Per Netanyahu il Golan rimane comunque una spina nel fianco, dopo che non è riuscito a creare una zona di sicurezza nel sud della Siria, usando le milizie jihadiste che combattevano il governo di Damasco (fatto documentato dagli osservatori ONU e denunciato dal segretario generale Antonio Guterres), per cui non rimane che rivolgersi a Washington per ottenere altri risultati, in particolare per guadagnare consensi all’interno del proprio Paese. La questione è poi mantenuta viva dalle stesse autorità siriane, che più volte hanno affermato di essere pronte all’uso della forza se Israele rifiuta di ritirare le truppe di occupazione dal Golan, e la riapertura della base militare avanzata di Quneitra ne è un chiaro esempio. Da non dimenticare, inoltre, che sulla scena vi è anche la Russia, tradizionalmente legata alla Siria, e che proprio in Siria dispone di basi aeree e navali decisamente ben attrezzate. Mosca infatti, ha dato il proprio tacito favore alla presenza di milizie filo-iraniane in Siria, sebbene Tel Aviv giudichi tale presenza una minaccia diretta alla propria sicurezza nazionale. 

Nonostante tutto questo sfoggio di muscoli, di fatto Israele continua a operare in territorio siriano con vere e proprie azioni di guerra, lanciando missili contro le postazioni siriane proprio nel Golan, senza che la Siria abbia ancora osato dare seguito agli avvertimenti a proposito dell’uso della forza per riavere le Alture. 

Il ministro degli Esteri russo, Sergei Lavrov, ha affermato che il confine meridionale del Paese, a ridosso di Israele, dovrebbe essere presidiato solo dai militari siriani. Ciò è stato percepito come un indizio che la Russia sia incline ad accettare la richiesta di Israele di allontanare le forze iraniane e le milizie sciite ad essa alleate (cioè Hezbollah) dal confine Israele-Siria. In realtà, Netanyahu ha ribadito la richiesta che le milizie iraniane debbano abbandonare l’intero territorio siriano. 

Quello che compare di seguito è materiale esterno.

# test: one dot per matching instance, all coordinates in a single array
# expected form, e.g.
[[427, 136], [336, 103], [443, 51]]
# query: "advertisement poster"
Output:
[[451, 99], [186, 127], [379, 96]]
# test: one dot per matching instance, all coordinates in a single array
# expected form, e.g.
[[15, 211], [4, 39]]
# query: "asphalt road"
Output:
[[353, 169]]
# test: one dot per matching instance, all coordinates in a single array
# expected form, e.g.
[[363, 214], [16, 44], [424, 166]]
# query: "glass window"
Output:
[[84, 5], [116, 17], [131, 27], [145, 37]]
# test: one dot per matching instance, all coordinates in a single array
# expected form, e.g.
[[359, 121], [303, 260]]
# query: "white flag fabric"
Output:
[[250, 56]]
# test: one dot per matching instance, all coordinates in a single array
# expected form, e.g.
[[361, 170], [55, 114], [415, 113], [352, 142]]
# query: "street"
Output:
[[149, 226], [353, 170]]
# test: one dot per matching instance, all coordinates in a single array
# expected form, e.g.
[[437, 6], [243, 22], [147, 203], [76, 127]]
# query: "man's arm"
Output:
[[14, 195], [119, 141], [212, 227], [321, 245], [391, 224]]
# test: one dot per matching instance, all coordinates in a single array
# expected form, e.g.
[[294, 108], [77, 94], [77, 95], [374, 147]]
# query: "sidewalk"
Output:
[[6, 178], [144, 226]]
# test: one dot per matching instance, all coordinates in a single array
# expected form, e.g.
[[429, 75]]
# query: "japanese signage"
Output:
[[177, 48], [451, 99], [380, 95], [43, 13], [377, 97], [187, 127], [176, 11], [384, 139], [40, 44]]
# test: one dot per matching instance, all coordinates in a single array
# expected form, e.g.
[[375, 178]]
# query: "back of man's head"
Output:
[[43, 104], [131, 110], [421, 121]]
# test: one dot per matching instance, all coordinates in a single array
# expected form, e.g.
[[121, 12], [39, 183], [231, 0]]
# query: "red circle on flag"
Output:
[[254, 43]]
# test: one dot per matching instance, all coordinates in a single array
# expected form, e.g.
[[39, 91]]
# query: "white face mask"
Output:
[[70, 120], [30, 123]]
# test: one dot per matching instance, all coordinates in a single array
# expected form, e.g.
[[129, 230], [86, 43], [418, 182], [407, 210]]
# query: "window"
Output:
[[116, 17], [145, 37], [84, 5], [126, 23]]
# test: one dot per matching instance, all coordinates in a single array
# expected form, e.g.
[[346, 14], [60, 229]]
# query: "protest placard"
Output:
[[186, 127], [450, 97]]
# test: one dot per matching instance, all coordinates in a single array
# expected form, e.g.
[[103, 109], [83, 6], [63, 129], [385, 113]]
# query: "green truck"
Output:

La chiave di lettura risulta quindi la seguente: l’offerta russa potrebbe essere accettabile da Israele, specie se Damasco acconsentisse all’occupazione israeliana del Golan, secondo le pretese di annessione di Tel Aviv. Eventualità decisamente irrealizzabile. 

In termini più accettabili, la Siria potrebbe impegnarsi a non attaccare Israele, eventualità che in ogni caso, nelle attuali condizioni, sarebbe un vero e proprio suicidio. A questo punto, sembra che Tel Aviv abbia intenzione di giocare sul tempo, mantenendo la presenza militare nel Golan per fare in modo che tale iniziativa porti come conseguenza l’accettazione dell’occupazione. In questo quadro, il presidente siriano potrebbe accettare di aprire un negoziato, se non altro per porre termine allo scontro fra Iran e Israele che sta devastando la Siria, per un confine che a tutti gli effetti non esiste.